Example of how to use the dataset class and create a batch of size 4.

In [9]:
# Instantiate the dataset class object
dataset = ExampleDataset(spectrograms)

# Create a random sample of 4 indecies from the dataset
sample_size = 4
sample_indices = np.random.choice(len(dataset), sample_size, replace=False)

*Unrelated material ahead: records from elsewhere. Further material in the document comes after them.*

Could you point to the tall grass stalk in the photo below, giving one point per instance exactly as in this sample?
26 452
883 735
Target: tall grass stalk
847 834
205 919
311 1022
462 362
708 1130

# Create an empty list to store batch items from the dataset
batch = []

# Use a for loop to get all batch items
for i in sample_indices:
    batch.append(dataset[i])
    
# Collate the batch items into a usable form
batch = ExampleDataset.collate_fn(batch)
print(batch)

tensor([[[0.0000e+00, 0.0000e+00, 0.0000e+00,  ..., 0.0000e+00,
          0.0000e+00, 0.0000e+00],
         [0.0000e+00, 0.0000e+00, 0.0000e+00,  ..., 0.0000e+00,
          0.0000e+00, 0.0000e+00],
         [0.0000e+00, 0.0000e+00, 0.0000e+00,  ..., 0.0000e+00,
          0.0000e+00, 0.0000e+00]],

        [[2.3621e+03, 6.3872e+04, 9.7604e+03,  ..., 5.5466e-07,
          2.1206e-06, 3.6909e-08],
         [4.4937e+02, 3.8564e+04, 3.9723e+04,  ..., 6.6401e-06,
          7.8843e-06, 1.3130e-06],
         [1.6113e+03, 5.8914e+04, 1.1601e+04,  ..., 2.4747e-06,
          3.4297e-06, 2.5050e-07]],

        [[3.1472e+02, 1.3795e+04, 5.6144e+03,  ..., 1.6428e-05,
          1.0715e-07, 3.4364e-06],
         [1.5534e+02, 4.0900e+02, 8.3159e+02,  ..., 2.4203e-06,
          1.6974e-06, 3.1600e-06],
         [2.7039e+02, 1.2810e+04, 5.2712e+03,  ..., 1.2240e-06,
          6.5336e-07, 1.7630e-06]],

        [[1.6469e+03, 4.6789e+03, 2.9223e+03,  ..., 7.0634e-06,
          3.5327e-06, 1.5430e-06],
    

Note: The example provided does not take advantage of "multithreading". When a dataset class is combined with a data loader class, you are able to use multithreading and dramatically increase your data loading performance. The data loader class is covered in a future tutorial of this series.